U.S. Rep. Mike Coffman (R-CO) recommitted this week to force a House vote to protect Dreamers from deportation, if there is no legislative fix by March 5, when the program’s phaseout under Trump is complete.

Coffman told reporters Tuesday he’d revive his so-called discharge petition, which is a parliamentary mechanism for forcing a House vote, after putting it on hold last September at the request of House Speaker Paul Ryan, who did not want Coffman’s effort to coincide with other pro-Dreamer bills.

The bill that Coffman is promising to push after March 5 is called the Bridge Act, which would protect Dreamers who are already enrolled in Obama’s Deferred Action for Childhood Arrivals (DACA) program. It’s a legislative version of what Obama did for the Dreamers and Trump torpedoed. It’s temporary, with limited protections lasting three years.

As such, Coffman wants to extend Obama’s temporary Dreamer-protection program, which Obama put in place after Congress refused to agree on a permanent fix, like the Dream Act.

Trump’s decision to end DACA March 5 could be stopped by federal courts. One ruling has already put Trump’s action on hold, and the Supreme Court decided not to weigh in Monday, instead letting lower courts continue to address the issue.

Coffman is not promising to lead an effort, already underway in the House, to force a vote on the Dream Act, which would not only allow Dreamers to work and avoid deportation but also offer them a pathway to citizenship. It’s a permanent solution.

Last week, Coffman said he would not support the Dream Act because it is “unrealistic,” even though Coffman voted numerous times for Hail-Mary legislation, including Obamacare repeals, that were widely considered unrealistic at the time. Still, he remains a co-sponsor of the Dream Act.

Coffman said in September he’d sign a discharge petition for the Dream Act, and he’s apparently signed the document. Why the legislation is “unrealistic” now isn’t clear.

Ironically, during Obama’s term, Coffman helped kill the bill that’s come closest to solving the Dreamer problem, and that was the comprehensive immigration reform bill, passed by a bipartisan 68-32 Senate vote in 2013. The legislation, which died in the U.S. House, would have protected the Dreamers from deportation and put them on an expedited road to citizenship.

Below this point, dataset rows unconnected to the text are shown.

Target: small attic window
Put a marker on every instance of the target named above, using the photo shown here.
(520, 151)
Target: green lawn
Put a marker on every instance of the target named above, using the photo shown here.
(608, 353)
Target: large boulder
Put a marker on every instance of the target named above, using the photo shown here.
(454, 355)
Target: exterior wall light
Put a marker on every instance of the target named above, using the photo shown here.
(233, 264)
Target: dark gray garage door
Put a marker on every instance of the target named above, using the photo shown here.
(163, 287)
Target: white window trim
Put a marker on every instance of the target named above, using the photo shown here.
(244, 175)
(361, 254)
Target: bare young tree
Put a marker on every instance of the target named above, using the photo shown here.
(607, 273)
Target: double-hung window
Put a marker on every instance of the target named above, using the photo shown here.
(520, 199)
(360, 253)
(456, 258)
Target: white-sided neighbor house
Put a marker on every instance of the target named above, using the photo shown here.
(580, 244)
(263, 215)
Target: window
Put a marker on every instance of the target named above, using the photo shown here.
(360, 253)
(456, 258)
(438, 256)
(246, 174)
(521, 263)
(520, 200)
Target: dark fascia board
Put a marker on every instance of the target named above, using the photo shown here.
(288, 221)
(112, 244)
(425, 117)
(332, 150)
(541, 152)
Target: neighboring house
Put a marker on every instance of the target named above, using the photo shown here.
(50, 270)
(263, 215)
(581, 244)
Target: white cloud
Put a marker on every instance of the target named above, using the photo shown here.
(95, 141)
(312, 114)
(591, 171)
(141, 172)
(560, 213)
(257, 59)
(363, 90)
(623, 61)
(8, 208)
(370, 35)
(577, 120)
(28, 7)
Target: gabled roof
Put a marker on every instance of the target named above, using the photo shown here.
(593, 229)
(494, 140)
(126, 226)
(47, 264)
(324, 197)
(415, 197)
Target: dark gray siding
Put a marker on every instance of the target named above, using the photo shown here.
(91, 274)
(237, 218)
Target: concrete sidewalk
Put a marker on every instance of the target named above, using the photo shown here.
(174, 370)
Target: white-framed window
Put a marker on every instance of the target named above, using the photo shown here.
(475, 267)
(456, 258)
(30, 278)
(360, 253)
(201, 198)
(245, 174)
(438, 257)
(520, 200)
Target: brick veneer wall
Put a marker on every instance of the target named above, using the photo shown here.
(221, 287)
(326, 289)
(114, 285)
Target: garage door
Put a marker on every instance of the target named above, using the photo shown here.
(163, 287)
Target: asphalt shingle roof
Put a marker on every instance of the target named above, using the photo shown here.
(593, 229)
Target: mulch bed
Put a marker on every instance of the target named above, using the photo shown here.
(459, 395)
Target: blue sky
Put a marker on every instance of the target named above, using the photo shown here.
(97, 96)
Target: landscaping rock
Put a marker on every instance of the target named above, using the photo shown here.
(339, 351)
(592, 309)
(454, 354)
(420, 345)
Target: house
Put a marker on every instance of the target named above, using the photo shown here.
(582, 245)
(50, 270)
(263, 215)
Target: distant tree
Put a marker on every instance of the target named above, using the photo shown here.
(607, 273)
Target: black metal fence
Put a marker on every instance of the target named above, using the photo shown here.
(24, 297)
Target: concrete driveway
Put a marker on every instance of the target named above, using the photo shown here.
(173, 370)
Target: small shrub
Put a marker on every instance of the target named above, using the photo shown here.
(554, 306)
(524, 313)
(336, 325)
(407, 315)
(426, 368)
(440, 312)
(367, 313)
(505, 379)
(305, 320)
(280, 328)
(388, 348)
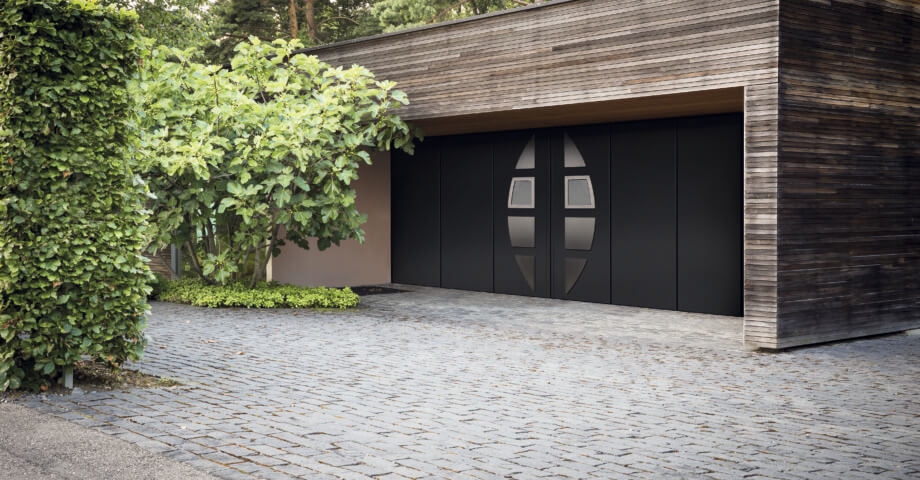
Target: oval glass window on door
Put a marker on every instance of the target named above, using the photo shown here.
(522, 229)
(578, 194)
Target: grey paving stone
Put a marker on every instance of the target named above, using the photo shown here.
(449, 384)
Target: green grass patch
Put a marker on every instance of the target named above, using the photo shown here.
(264, 295)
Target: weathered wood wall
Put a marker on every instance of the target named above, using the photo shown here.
(579, 53)
(849, 211)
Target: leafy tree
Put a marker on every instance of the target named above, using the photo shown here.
(393, 15)
(246, 157)
(72, 219)
(311, 21)
(173, 23)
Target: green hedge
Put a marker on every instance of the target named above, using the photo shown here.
(72, 222)
(265, 295)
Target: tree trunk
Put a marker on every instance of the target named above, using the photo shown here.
(310, 18)
(292, 13)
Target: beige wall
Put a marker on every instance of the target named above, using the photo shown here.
(351, 263)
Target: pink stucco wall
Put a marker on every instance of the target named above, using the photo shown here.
(351, 263)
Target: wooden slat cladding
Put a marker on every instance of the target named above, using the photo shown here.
(572, 55)
(575, 52)
(849, 214)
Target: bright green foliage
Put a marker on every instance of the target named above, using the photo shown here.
(72, 280)
(242, 158)
(263, 295)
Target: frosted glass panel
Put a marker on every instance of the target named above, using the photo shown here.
(578, 192)
(521, 230)
(579, 233)
(526, 264)
(521, 194)
(573, 269)
(572, 156)
(527, 159)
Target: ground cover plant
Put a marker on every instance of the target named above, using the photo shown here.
(73, 281)
(262, 295)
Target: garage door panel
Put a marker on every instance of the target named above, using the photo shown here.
(710, 215)
(644, 214)
(466, 213)
(521, 242)
(416, 212)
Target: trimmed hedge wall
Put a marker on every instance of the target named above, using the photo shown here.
(264, 295)
(72, 280)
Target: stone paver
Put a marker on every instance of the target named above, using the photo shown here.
(447, 384)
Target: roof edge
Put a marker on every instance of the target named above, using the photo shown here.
(475, 18)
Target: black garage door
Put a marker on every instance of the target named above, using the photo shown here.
(645, 213)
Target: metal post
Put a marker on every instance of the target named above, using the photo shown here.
(175, 255)
(68, 377)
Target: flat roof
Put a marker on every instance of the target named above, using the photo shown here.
(475, 18)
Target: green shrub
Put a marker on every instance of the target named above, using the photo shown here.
(264, 295)
(72, 223)
(157, 285)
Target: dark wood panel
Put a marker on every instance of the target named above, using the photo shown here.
(416, 213)
(644, 214)
(849, 259)
(466, 213)
(710, 215)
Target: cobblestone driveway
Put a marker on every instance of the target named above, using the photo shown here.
(446, 384)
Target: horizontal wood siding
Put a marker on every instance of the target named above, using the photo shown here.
(579, 53)
(849, 211)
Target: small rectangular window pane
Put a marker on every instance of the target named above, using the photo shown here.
(578, 192)
(579, 233)
(522, 194)
(522, 231)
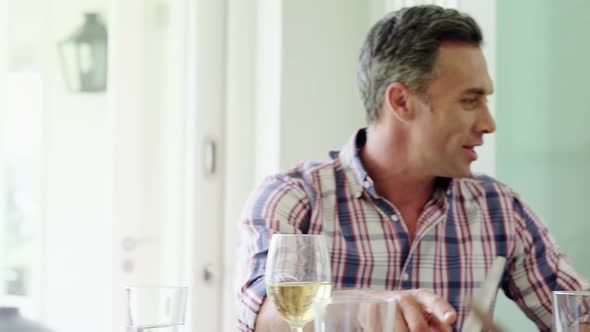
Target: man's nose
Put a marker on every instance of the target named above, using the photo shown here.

Coffman, along with then U.S. Rep. Cory Gardner (R-CO) both opposed allowing the bipartisan bill, with the Dreamer provisions and much more, to even come up for a vote in the GOP-controlled House. The Denver Post reported that “no Colorado House Republican” supported the bill.

Coffman told The Denver Post he’ll begin collecting signatures to force a vote on the Bridge Act March 5, when DACA expires.

The Post reported Friday:

President Donald Trump last year announced he would end DACA on March 5, putting the pressure on Congress to remove the threat of deportation for hundreds of thousands of young immigrants — more than 15,000 of whom are in Colorado.

Federal courts have ordered the president to continue the protections past that fast-arriving date, but it’s unclear for how long.

“I think people shouldn’t think that this deadline isn’t significant, isn’t real,” Coffman said. “I was in a town meeting on Sunday at a Catholic church in Aurora … and boy the anxiety levels of those young people, of those families over DACA.”